But Scala is not Ruby, and will never be Ruby. Ruby is probably the most powerful programming language on the planet for creating DSLs, or domain specific languages. It can do this because any class or object can be extended, any method overridden, any constant undefined and redefined, and so on, and so forth. You can take an Integer and declare more methods on it. Duck typing means that you don’t have to set up boilerplate interfaces and abstract classes to create objects that can replace other objects with similar interfaces. A web development platform as powerful and syntactically concise as Rails could only have been done in Ruby. Imagine this: a developer looks at a model file representing a database table, and immediately understands the business rules regarding validity as well as the callbacks that will take place when the object is created, updated or destroyed. Or this: it is possible to create a plugin that extends collections objects to allow very complex pagination, and a client developer only has to include a file or remove the include statement. This plugin recognizes if the collection in question maps to a database, and if so, applies LIMIT and OFFSET statements to SQL queries as to not eagerly load too many objects at once. This plugin exists.

This power does not come without a price. Ruby is slow. Ruby is generally recognized as being twice as slow as Python, and at least an order of magnitude slower than C++ or Java. Charles Nutter, one of the creators of the JRuby VM for the Ruby language, recently posted an article about optimizations that could be made to the VM, and he improves Ruby performance by as much as twenty times by removing much of Ruby’s power and breaking compatibility. If anything, it shows us skeptics that there is no such thing as a free lunch.

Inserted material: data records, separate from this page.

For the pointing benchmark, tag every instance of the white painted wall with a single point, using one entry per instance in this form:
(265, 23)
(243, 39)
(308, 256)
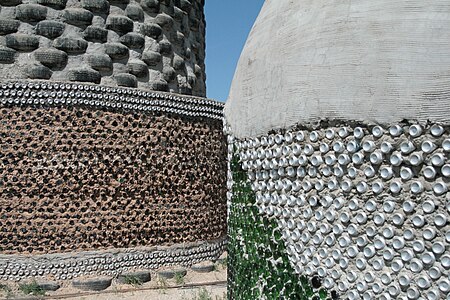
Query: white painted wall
(366, 60)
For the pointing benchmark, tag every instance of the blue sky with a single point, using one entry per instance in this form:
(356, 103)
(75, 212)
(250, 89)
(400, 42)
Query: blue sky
(228, 23)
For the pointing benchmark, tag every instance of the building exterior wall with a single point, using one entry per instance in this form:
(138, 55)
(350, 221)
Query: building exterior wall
(150, 44)
(338, 112)
(93, 172)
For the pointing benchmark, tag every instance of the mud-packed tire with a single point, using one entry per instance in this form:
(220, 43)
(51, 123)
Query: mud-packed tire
(48, 285)
(133, 40)
(164, 20)
(166, 47)
(22, 42)
(169, 73)
(95, 34)
(7, 55)
(100, 62)
(138, 68)
(135, 12)
(204, 267)
(84, 75)
(124, 79)
(116, 50)
(151, 58)
(70, 45)
(51, 57)
(92, 284)
(119, 24)
(97, 6)
(151, 30)
(169, 274)
(10, 2)
(31, 12)
(56, 4)
(151, 6)
(160, 85)
(8, 26)
(137, 276)
(78, 16)
(38, 71)
(50, 29)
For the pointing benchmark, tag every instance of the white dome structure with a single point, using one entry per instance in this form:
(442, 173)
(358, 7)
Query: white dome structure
(340, 114)
(373, 61)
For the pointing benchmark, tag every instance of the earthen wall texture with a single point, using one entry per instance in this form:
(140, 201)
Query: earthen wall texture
(151, 44)
(76, 177)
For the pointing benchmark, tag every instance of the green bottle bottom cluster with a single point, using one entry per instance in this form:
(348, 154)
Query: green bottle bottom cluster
(258, 265)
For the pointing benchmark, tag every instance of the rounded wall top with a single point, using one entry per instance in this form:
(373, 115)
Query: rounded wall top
(373, 61)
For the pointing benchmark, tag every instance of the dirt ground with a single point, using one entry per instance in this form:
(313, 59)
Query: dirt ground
(194, 286)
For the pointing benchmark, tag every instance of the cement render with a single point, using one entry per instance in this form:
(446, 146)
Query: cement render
(370, 61)
(366, 209)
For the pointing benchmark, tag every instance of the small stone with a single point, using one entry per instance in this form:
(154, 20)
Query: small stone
(83, 74)
(151, 58)
(50, 29)
(137, 276)
(8, 26)
(31, 12)
(48, 285)
(137, 68)
(134, 12)
(38, 71)
(78, 16)
(116, 50)
(133, 40)
(22, 42)
(100, 62)
(56, 4)
(92, 284)
(152, 30)
(70, 45)
(51, 57)
(98, 6)
(119, 24)
(7, 55)
(96, 34)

So if Ruby is slow, and Rails uses Ruby, does that mean Rails cannot scale? Let me make this clear right now: Though Ruby is slow, this does not mean that Rails does not scale. Scalability is a very difficult concept, often oversimplified to be synonymous with efficiency. Efficiency is a facet of scalability, yes, but it is not its only dimension. Reliability and uptime are very important dimensions of a scalable system. So is horizontal scalability: the ability to serve an increase in usage with a corresponding increase in computational nodes. Though it may seem like a given that throwing hardware at a problem will increase capacity, this simply isn’t so. Anybody that has worked on a large data driven application will tell you that a centralized, authoritative source such as a database cluster is a bottleneck, and simply throwing hardware at the problem results in diminishing marginal returns. Then there is quality of service. A truly scalable architecture will have minimal service degradation as users and usage exponentially increase.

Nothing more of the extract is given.